The annual meeting began with a record seven focus sessions, a standard and popular forum on the opening morning of the annual meeting. These in-depth, independently organized sessions by academic and/or industry groups were diverse and included sessions on the ethics of genome modification, practical tips on starting a company, tools for basic and applied stem cell biology and fighting cancer with immunotherapies.
The Presidential Symposium, the first plenary session of the day began with outgoing President Sean Morrison welcoming attendees and highlighting important accomplishments of the society during the past year which included the launch of public policy program and the release of revised Guidelines for Stem Cell Research and Clinical Translation. Presentations by John Dick, Irving Weissman, Elaine Fuchs and Pier Paolo Pandolfi covered aspects of stem cells and cancer, the scientific theme of the Presidential Symposium.
The presentation of the three awards given by the ISSCR in recognition of outstanding contribution to stem cell research also took place during the first day of the meeting. The McEwen Award for Innovation was presented to Austin Smith and Qi-Long Ying in recognition of their contributions to the fundamental understanding of pluripotency. Fernando Camargo received the ISSCR Dr. Susan Lim Award for Outstanding Young Investigator for his innovative research on adult stem cells, regulation of organ size, and cancer. Leonard Zon presented the ISSCR Tobias Award Lecture in recognition of his original basic and clinical research on the role of stem cells in hematological disorders.
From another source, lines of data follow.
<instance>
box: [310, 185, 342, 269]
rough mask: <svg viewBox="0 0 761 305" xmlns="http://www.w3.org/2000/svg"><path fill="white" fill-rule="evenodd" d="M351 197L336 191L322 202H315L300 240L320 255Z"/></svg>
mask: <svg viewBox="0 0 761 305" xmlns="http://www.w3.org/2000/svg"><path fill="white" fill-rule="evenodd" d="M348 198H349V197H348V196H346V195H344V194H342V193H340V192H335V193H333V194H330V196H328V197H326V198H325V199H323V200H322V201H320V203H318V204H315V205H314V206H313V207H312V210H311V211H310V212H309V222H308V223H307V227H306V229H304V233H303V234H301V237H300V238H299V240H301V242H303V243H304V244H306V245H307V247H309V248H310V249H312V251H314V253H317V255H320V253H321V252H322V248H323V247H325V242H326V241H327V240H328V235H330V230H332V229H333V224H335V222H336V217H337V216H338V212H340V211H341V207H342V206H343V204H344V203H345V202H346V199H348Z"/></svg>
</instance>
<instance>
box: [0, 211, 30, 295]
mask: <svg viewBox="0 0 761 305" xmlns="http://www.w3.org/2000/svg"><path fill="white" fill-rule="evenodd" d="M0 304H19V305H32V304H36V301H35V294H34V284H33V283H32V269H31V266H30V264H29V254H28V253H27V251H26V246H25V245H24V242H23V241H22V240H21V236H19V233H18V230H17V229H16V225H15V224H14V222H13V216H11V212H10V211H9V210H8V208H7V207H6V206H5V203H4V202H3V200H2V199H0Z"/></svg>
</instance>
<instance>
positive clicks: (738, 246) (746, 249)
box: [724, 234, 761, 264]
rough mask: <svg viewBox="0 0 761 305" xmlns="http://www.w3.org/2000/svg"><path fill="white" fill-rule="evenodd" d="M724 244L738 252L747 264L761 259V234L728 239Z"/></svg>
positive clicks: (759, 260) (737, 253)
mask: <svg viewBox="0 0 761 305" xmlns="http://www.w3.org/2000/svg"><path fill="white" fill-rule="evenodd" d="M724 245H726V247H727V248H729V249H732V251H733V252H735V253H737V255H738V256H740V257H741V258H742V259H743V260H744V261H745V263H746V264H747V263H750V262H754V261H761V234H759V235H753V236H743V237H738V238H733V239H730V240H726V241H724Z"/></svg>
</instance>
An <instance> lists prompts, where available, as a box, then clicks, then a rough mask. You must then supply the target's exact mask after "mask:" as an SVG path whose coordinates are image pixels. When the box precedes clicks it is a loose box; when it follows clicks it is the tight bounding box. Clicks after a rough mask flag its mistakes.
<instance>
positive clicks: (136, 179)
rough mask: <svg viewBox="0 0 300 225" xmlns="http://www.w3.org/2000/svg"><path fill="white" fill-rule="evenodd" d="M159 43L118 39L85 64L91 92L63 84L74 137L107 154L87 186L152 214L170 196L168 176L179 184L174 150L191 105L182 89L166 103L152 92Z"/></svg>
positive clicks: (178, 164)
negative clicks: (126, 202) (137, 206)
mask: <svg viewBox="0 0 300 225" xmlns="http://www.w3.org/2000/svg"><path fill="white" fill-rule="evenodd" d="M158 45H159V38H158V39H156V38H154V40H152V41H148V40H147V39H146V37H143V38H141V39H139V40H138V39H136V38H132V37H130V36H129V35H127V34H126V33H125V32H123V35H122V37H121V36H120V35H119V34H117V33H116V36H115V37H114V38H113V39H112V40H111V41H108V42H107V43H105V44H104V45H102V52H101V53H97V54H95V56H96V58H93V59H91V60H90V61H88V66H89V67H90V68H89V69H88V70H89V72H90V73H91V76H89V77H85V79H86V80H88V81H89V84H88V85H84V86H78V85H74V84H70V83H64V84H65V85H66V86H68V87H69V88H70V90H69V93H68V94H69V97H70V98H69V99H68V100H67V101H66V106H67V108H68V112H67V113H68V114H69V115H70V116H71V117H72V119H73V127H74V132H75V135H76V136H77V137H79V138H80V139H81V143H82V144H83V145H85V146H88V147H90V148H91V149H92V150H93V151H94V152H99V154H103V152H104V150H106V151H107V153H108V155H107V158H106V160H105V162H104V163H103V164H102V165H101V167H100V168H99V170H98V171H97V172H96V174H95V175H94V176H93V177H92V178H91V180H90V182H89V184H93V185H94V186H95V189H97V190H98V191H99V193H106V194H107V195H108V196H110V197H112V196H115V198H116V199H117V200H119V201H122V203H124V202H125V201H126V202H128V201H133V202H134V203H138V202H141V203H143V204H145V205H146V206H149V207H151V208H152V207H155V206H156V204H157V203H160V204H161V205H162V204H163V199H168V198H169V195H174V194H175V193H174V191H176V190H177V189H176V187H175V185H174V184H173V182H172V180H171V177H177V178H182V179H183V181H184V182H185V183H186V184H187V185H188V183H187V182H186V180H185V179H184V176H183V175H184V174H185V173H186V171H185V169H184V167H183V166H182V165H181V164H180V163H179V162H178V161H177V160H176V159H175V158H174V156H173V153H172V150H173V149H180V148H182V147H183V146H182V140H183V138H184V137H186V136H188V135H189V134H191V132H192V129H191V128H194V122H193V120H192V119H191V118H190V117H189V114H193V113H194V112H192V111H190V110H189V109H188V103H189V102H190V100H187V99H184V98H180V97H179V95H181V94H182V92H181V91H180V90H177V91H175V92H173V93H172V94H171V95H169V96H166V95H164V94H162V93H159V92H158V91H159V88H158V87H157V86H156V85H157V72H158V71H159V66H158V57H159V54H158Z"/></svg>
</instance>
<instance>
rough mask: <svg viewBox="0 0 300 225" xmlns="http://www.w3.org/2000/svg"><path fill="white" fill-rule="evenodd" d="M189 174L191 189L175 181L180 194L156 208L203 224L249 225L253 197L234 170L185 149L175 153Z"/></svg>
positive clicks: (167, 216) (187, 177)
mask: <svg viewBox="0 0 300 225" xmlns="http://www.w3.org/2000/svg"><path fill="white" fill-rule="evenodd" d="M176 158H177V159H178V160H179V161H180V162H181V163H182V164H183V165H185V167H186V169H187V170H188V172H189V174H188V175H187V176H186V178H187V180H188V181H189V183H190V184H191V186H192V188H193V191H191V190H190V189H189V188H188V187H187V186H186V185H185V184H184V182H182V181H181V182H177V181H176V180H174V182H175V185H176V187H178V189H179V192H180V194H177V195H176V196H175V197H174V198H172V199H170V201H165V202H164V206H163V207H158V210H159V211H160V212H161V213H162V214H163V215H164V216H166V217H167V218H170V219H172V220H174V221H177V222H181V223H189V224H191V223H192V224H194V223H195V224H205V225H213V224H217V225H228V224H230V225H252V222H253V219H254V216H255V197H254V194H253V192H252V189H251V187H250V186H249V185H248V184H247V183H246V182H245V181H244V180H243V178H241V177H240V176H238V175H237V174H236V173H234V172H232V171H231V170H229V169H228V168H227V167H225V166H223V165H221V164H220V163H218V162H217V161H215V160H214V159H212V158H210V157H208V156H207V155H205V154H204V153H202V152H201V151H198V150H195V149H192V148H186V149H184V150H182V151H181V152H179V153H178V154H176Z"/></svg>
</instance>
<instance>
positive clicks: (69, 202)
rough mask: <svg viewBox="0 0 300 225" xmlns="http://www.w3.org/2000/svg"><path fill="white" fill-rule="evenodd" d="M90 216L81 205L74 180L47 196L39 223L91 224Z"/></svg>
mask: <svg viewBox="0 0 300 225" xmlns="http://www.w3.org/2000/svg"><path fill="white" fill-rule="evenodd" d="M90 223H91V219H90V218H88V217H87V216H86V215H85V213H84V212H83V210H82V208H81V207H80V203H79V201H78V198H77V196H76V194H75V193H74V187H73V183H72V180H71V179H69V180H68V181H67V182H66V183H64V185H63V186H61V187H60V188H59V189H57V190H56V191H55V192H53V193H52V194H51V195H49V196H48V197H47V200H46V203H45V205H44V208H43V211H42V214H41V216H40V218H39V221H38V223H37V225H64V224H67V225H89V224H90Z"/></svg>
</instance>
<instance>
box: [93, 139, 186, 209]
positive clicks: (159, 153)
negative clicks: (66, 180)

The annual meeting was more than just scientific presentations. There were multiple opportunities for graduate students, postdoctoral fellows and junior investigators to shape their future with networking and career development events. The Early Career Group Leader Luncheon, designed for junior investigators running a laboratory, explored the role of bias in our professional careers. For graduate students and postdoctoral fellows, the Networking with Leader Luncheon was an opportunity to have small group conversations with leaders in academics and industry and the Junior Investigator Career Panel entitled, “Strategies for Success: Choosing the Best Career Path for you Bioscience PhD” offered a panel of professionals from non-academic careers with tips and strategies to find a rewarding job that leverages an individual’s skill set.
The ISSCR also recognized the research of young scientists, graduate students and postdoctoral fellows, with the annual poster awards. Winners of this year’s awards were:
Semir Beyaz (Harvard Medical School, U.S.)
Di Chen (University of California, Los Angeles, U.S.)
Tomoki Otani (Wellcome Trust / Gurdon Institute, U.K.)
Guangdun Peng (Shanghai Institute of Biochemistry and Cell Biology / Chinese Academy of Sciences, China)
Giorgia Quadrato (Harvard University, U.S.)
The 2016 ISSCR Tissue Engineering Poster Award supported by the Society for Biomaterials was given to Kento Onishi (University of California, Berekely, U.S.).
The excitement of the annual meeting drew to a close with the final plenary session on cell therapies in clinical trials. Among the presenters in this session, which featured talks on potential therapies in development for Parkinson’s, blood and retinal disease, was incoming president Sally Temple who shared her vision for the society in the coming year. The final presenter of the session, Robert Tjian, reminded all of us how amazing basic science can be with his presentation of single molecule super-resolution imaging and its ability to track individual proteins in real time in single cells.
The ISSCR thanks everyone for attending the ISSCR 2016 Annual Meeting and making it so successful. We look forward to seeing you in Boston in 2017!